COMO estamos todos tiesos, y los que aún no lo están prefieren parecerlo para no levantar sospechas, la Navidad ha recuperado un tono de contención que la hace más discreta, más íntima y hasta más elegante, aunque sea con la involuntaria elegancia moral de la pobreza. La crisis ha planchado el paisaje social con una agónica restricción del consumo; esta asfixia de horizontes, esta tristeza de incertidumbres ha trocado en hondo pesimismo —un treinta por ciento de los andaluces está convencido de que irá al paro en 2011— la no tan lejana fiesta de la opulencia y del derroche. El país de los perros atados con longanizas se ha sumergido en una forzosa austeridad que clarea las bullas de los comercios y atenúa el brillo de las luces callejeras. Hasta los villancicos suenan más quedos; de repente hemos retrocedido quince años y la ostentación se ha vuelto un pecado capital.

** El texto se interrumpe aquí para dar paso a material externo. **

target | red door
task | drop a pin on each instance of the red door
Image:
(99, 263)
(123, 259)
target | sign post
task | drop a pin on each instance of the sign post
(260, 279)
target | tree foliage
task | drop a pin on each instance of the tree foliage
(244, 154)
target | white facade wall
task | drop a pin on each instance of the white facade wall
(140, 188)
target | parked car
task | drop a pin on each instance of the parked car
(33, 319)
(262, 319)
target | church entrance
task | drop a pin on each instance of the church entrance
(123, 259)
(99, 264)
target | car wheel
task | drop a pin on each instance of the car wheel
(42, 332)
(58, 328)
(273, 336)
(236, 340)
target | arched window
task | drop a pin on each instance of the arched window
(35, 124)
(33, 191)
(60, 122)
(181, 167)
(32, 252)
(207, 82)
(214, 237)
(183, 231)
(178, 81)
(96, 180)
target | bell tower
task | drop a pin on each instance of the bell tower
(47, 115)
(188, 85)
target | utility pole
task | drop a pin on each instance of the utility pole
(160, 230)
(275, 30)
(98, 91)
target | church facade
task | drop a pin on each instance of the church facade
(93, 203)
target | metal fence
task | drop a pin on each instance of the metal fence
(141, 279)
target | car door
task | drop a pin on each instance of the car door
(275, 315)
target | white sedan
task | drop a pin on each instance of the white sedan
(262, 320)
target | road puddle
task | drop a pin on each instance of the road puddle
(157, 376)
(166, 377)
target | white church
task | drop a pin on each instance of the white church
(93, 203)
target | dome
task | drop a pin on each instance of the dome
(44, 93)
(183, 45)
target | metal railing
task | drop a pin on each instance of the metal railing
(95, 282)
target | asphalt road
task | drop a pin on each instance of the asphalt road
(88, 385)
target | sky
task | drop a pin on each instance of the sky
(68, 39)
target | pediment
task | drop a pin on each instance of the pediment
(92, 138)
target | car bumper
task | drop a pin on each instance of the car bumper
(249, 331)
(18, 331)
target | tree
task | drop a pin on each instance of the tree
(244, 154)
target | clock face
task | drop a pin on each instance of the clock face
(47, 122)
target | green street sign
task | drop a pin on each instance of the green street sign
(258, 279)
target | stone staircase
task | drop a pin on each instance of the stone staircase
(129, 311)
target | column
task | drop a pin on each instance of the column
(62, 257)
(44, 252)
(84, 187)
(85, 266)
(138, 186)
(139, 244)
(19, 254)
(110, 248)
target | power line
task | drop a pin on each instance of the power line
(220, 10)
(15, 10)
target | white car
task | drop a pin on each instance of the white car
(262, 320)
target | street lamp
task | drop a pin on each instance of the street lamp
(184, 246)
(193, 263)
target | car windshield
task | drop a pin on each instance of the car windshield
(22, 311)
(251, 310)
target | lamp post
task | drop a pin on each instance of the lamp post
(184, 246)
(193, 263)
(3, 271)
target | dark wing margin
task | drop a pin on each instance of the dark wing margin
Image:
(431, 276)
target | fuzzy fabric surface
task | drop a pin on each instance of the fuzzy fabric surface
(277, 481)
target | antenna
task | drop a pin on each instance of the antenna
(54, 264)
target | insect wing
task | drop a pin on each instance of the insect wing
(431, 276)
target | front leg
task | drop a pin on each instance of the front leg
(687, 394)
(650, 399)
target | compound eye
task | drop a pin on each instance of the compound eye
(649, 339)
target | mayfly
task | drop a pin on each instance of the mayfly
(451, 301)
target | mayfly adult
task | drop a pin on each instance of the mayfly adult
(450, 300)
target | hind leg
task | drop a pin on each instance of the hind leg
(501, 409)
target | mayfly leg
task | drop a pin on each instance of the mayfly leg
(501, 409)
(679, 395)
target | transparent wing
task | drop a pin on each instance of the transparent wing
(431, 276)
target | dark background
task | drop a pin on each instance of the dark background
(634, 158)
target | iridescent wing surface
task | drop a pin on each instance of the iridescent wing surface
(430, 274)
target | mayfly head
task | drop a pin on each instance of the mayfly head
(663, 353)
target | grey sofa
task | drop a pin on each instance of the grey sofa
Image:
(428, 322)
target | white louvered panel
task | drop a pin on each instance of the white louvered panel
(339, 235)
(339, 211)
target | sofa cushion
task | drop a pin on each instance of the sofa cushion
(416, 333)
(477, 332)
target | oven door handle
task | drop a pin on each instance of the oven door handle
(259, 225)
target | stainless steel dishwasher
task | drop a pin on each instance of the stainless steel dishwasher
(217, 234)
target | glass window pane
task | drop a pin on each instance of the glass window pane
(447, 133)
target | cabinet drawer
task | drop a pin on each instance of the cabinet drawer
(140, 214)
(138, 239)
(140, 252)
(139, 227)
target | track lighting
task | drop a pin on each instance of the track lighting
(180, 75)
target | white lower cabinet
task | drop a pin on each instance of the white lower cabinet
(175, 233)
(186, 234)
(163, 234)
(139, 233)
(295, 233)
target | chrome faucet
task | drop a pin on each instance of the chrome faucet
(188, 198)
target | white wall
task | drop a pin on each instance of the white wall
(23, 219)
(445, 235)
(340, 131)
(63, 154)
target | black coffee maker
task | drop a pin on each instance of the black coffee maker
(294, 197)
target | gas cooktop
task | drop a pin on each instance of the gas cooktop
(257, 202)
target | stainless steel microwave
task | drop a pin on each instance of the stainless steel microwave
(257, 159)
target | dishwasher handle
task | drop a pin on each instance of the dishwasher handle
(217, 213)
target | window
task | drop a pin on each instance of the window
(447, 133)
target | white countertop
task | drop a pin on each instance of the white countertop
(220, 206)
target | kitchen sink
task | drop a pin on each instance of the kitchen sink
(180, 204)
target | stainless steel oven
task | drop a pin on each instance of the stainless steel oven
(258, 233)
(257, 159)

La frugalidad forzosa tiene sus ventajas. Han desaparecido o menguado muchos de los absurdos rituales superfluos de una Navidad banalizada. Las ciudades parecen menos agitadas; el correo electrónico sustituye al paroxismo postal de los christmas, los regalos de empresa se esfuman o se transforman en simbólicos detalles y los móviles no se saturan de absurdos y cursis sms enviados en cadena. El debate sobre el despilfarro navideño pierde sentido en medio de una sobriedad indefectible. Aquella ceremonia un poco obscena de la disipación, el fastuoso potlachpagano que malversaba en una alharaca de gasto exhibicionista cualquier atisbo de sentimental espiritual se ha diluido en un clima de temeroso recato que de algún modo devuelve la fiesta a su origen intimista. La recesión ha despojado de artificios petulantes la orgía consumista y ha devuelto al obsequio su carácter de ofrenda de cariño y de entrega. Ahora volvemos a saber que detrás de cada paquete envuelto hay un esfuerzo, un sacrificio y hasta una renuncia.
Durante los años del esplendor económico, las Navidades eran la fiesta de un dispendio que provocaba cierta melancolía colectiva y la repugnancia manifiesta de los más estrictos moralistas. Ese ciclo consumista volverá pero antes se está remansando en una obligatoria cura de disciplina social que depura de frivolidades la atmósfera sobrecalentada de materialismo y plétora. Por ahora no ha lugar a demostraciones suntuosas que pueden ser malinterpretadas como una prosperidad petulante. Las dimensiones del bienestar se han humanizado y en esa reconversión estamos redescubriendo a la fuerza los valores de la moderación y la templanza. Quizá sea sólo un mal autoconsuelo pero no está de más pensar que la poda de estímulos artificiales nos devuelve de algún modo a una Navidad más desnuda y cercana a nosotros mismos, más próxima a la esencia intransferible de una felicidad vinculada a los afectos.